Rio 2016, the local organizing committee, has been forced to make cuts to ensure it stays within a 7.4 billion reais budget. Even though the first week of games has struggled to pack venues, the amount of cash needed from the ticketing category has surpassed the 1.05 billion reais target, according to a spokesman.
"We are at 105 percent of that," the spokesman said.
Arenas have been raucous yet sparsely filled for sports ranging from golf, soccer and beach volleyball, a sport that Brazil, not known for its Olympic success, can expect to win medals. Highlighting the push to get last minute sales was a video posted by Usain Bolt, the fastest man on the planet. The Jamaican says: "I’m Usain Bolt I’m here in Rio to make history so make sure you buy a ticket and come out and watch."
Organizers claimed 58 percent of tickets had been sold for Friday morning’s track and field session, but television audiences around the world could see that wasn’t the case.
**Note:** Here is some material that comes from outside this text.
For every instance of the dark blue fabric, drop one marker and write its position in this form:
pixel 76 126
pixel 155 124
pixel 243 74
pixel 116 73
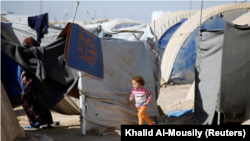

Those present witnessed Ethiopia’s Almaz Ayana smash the women’s 10,000-meter record.
Rio 2016’s director of communications Mario Andrada blamed the no shows on ticket holders wanting to watch one particular game or athlete and VIPs and sponsors not taking up their allocation.
"We’re seeing some sponsors not living up their responsibility for tickets," said Andrada. "There was a sense that some corporate tickets haven’t been used."
On the first day of the games, some fans with tickets were left frustrated with lines as long as two kilometers to enter arenas. That meant that many fans only arrived in venues as games reached their climax. With several sports reaching their climax next week, organizers expect to see fewer empty seats.
"Sessions will be much better," the spokesman said.